Fortunately, Marc was never hospitalised from having HIV, and only occasionally experienced thrush, mouth ulcers, or flu. The worst thing were the night sweats, when he would wake in the middle of the night soaked through. He worried constantly that something would happen to him.
“My mental health really suffered, I can’t underplay that at all. Physically, I was OK, but my mental health was put through the wringer. I was dealing with anger, depression, moods.”
As the Aids epidemic continued to take hold, regular, horrific, anti-gay headlines appeared in the media and, into the 1990s, more and more people were dying. The introduction of Clause 28 ramped up homophobia, and a feeling among gay men that the world wasn’t a safe space for them.
“This is a time when there was high racism in the country. So the intersection of my gayness, my Blackness and my HIV made the world feel really dark, made it feel like there were attacks on me.”
"I never considered myself an activist"
Eventually, those experiences started to converge to give him the strength to stand tall. “There was a moment in the early-mid ’90s, where I started to find other Black gay men who wanted to make a difference. I felt safe, welcomed to talk about my HIV. I felt family with them.
"And that’s when I realised that these three things in my life were really important, they happen to lots of people like me, and I should use them. They were weapons that I could turn around and use to do good.

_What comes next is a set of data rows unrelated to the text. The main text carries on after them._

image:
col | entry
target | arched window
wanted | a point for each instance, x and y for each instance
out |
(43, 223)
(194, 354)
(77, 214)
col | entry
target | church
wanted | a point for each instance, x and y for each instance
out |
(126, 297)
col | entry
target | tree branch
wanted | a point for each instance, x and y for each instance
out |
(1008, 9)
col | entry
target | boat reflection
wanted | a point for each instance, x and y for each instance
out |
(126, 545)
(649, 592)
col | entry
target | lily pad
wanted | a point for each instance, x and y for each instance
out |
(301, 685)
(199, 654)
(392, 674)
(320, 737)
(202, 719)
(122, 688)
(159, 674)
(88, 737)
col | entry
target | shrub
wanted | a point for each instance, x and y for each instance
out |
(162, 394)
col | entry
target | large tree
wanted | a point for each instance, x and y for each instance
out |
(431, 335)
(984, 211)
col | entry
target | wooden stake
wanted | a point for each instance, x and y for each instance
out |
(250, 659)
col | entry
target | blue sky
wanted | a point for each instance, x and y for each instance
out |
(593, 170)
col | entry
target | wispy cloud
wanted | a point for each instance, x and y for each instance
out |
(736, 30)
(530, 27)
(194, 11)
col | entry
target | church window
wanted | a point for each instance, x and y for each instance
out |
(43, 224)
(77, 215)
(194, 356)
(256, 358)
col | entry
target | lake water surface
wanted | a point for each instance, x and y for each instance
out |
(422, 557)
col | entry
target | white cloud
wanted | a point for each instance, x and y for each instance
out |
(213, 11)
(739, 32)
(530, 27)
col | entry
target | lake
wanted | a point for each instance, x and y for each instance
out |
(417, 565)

“It happened organically. But one thing I was really clear about was that I never considered myself an activist. When I went to tell other Black gay men about safer sex and avoiding HIV risks, it was simply because I didn’t want anybody to experience the stigma, shame and hurt that I had felt.
"I wanted to make the world a bit safer and nicer for men that might have the same experiences as me.” He volunteered for Black gay men’s discussion group Let’s Rap, and in 1995 worked with Big Up, the first organisation in the country to address the sexual health and HIV needs of Black gay men.

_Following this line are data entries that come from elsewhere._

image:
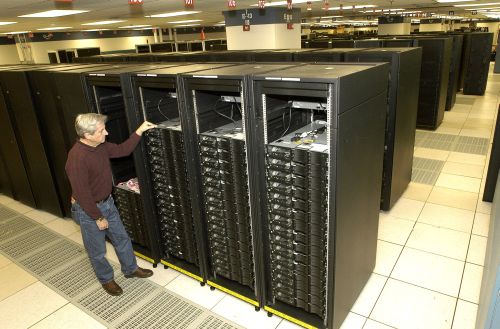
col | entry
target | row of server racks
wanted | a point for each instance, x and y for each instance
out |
(253, 179)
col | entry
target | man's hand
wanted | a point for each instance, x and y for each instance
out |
(145, 126)
(102, 223)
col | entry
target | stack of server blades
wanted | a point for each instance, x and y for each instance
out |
(169, 182)
(225, 186)
(297, 199)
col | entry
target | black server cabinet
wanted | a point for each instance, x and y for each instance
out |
(476, 62)
(319, 135)
(106, 97)
(52, 127)
(434, 76)
(325, 55)
(456, 60)
(20, 110)
(215, 107)
(402, 100)
(163, 176)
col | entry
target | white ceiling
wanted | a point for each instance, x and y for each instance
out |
(211, 11)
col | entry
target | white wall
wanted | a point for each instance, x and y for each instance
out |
(9, 55)
(265, 36)
(394, 29)
(41, 49)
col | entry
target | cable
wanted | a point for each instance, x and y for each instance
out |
(159, 109)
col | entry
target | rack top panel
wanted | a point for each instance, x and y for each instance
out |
(316, 72)
(242, 69)
(231, 130)
(184, 68)
(311, 137)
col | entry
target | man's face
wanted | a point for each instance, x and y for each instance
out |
(99, 136)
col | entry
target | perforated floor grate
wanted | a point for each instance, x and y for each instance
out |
(426, 171)
(454, 143)
(63, 265)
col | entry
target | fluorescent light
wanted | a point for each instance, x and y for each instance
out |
(17, 32)
(187, 25)
(133, 26)
(446, 1)
(54, 28)
(283, 3)
(176, 13)
(103, 22)
(55, 13)
(186, 21)
(479, 4)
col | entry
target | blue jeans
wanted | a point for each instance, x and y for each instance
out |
(94, 240)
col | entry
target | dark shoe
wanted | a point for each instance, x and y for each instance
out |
(140, 273)
(112, 288)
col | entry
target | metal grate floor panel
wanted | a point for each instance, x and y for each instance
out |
(426, 171)
(63, 265)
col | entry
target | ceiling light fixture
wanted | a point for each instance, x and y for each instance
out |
(172, 14)
(186, 21)
(55, 13)
(54, 28)
(104, 22)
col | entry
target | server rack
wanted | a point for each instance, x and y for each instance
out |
(37, 179)
(153, 96)
(214, 109)
(476, 61)
(325, 55)
(106, 97)
(319, 245)
(434, 77)
(401, 118)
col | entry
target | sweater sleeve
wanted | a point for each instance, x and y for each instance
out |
(78, 177)
(123, 149)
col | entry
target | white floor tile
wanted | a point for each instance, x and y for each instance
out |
(366, 300)
(370, 324)
(63, 226)
(471, 283)
(387, 255)
(453, 198)
(19, 207)
(417, 191)
(481, 224)
(406, 209)
(393, 229)
(191, 289)
(4, 261)
(456, 182)
(353, 321)
(39, 216)
(36, 302)
(463, 169)
(426, 270)
(69, 316)
(12, 279)
(465, 315)
(244, 314)
(441, 241)
(403, 305)
(477, 249)
(447, 217)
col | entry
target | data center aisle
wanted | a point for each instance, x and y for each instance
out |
(430, 253)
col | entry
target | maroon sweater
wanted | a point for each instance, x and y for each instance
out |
(89, 171)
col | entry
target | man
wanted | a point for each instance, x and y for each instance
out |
(89, 172)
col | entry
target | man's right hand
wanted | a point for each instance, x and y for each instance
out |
(102, 223)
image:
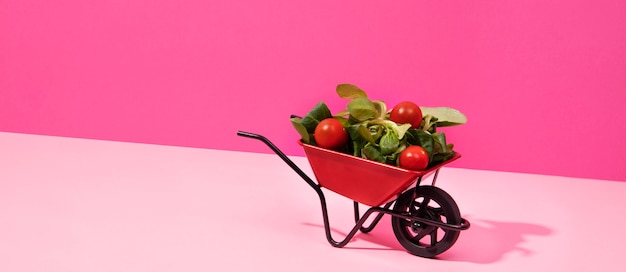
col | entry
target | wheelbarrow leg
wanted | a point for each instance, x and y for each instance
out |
(374, 222)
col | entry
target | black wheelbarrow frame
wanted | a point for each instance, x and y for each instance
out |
(417, 217)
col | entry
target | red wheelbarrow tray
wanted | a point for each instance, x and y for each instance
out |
(365, 181)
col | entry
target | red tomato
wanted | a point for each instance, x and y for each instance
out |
(414, 157)
(330, 134)
(406, 112)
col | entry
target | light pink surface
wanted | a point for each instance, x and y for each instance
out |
(85, 205)
(542, 82)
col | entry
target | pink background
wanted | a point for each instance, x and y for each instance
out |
(542, 82)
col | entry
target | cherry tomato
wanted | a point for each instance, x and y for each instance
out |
(414, 157)
(406, 112)
(330, 134)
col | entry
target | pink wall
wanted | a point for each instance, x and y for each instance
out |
(542, 82)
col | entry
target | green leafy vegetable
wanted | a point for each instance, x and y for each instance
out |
(373, 136)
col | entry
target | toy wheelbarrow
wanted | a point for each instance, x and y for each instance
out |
(425, 219)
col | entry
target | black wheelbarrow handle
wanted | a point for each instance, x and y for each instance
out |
(360, 221)
(282, 156)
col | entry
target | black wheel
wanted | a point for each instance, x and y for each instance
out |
(431, 203)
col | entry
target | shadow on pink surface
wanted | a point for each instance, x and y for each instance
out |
(486, 241)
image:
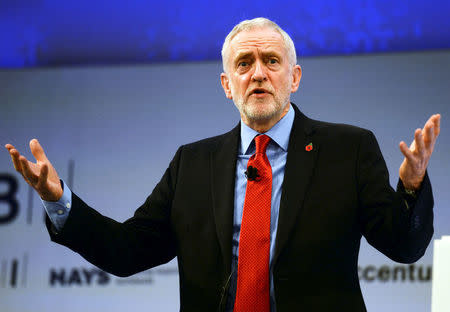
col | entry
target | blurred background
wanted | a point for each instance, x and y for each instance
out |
(111, 89)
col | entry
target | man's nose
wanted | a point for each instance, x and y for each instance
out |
(260, 72)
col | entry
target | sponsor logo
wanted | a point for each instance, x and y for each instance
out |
(413, 273)
(13, 272)
(92, 276)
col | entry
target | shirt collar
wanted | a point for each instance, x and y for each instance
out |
(279, 133)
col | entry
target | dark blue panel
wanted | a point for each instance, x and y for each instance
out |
(50, 32)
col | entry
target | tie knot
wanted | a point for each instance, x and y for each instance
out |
(261, 142)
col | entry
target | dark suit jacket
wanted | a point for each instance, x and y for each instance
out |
(331, 196)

“We were shouting at politicians, funders, commissioners..."
His work challenging HIV stigma and giving voice to positive men continued into the 2000s. Then, in around 2012, Marc and his colleague Will Nutland recognised that gay men’s sexual health in the UK needed a drastic shake-up.

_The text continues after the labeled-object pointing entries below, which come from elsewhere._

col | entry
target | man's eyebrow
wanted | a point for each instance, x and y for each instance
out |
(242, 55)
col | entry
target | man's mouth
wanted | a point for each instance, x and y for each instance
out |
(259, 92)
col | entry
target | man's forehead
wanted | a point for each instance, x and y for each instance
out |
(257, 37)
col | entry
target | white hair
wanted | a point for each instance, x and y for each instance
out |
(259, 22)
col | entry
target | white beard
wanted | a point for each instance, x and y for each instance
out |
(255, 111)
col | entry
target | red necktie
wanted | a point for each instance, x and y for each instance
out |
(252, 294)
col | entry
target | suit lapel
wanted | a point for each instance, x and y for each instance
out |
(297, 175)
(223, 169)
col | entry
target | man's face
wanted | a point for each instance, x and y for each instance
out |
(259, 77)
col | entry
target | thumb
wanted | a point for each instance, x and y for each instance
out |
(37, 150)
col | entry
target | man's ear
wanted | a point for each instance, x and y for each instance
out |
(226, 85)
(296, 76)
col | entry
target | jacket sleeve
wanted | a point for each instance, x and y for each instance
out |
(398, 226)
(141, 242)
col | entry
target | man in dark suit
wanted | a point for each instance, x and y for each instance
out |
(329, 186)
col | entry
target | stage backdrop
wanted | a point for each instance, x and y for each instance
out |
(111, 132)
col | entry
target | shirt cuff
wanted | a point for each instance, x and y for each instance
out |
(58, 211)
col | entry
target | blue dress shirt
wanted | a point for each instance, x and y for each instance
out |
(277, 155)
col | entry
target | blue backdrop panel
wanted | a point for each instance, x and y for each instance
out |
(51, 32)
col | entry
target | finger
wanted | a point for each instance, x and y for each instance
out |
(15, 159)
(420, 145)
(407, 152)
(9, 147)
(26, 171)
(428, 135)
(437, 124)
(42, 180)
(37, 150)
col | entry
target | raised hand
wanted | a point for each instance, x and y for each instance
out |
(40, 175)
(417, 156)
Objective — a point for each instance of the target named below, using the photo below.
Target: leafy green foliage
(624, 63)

Around the same time, the effectiveness of PrEP [pre-exposure prophylaxis, a highly effective drug that prevents HIV] was being made available, and doctors appealed to Marc and Will to help raise awareness. In response, along with other colleagues, they founded Prepster, aiming to “educate and agitate” for PrEP access in England.
“We were shouting at politicians, funders, commissioners that they should make this new drug available, because this is the way we’re going to start to cut HIV transmission,” says Marc.
Alongside Prepster, Marc and Will launched The Love Tank, a community interest company addressing the needs of the marginalized and vulnerable — queers, people of colour, trans people, sex workers — to address health inequalities.
"I’ve done all this just by being Marc, a regular boy from Brixton"
Most recently, Marc has embraced his youthful roots with the Instagram page Black and Gay Back in the Day. “I’d seen It’s a Sin, and I thought there was an absence around Black queer history.”
Celebrating Black queer life in the UK from 1970 to 2000, the page features pre-digital pictures, which “showed the community loving, partying, socialising, protesting; because we want to make sure that that narrative is part of UK queer history, but it’s also part of UK history.”
Marc has lived an astonishing life that he most likely never imagined possible in those days and weeks after his HIV diagnosis. “Over my career and life experience, I’ve learned that I can do anything, that there is no wall I can’t kick down to make this world a better place. My dad taught me that you can achieve anything, and I’ve walked in that every single day.
“I think that’s the thing that I would want people to take away from my Pride Award. I’ve done all this just by being Marc, a regular boy from Brixton who thought, yeah, things don’t have to be like this. Let’s make it different.”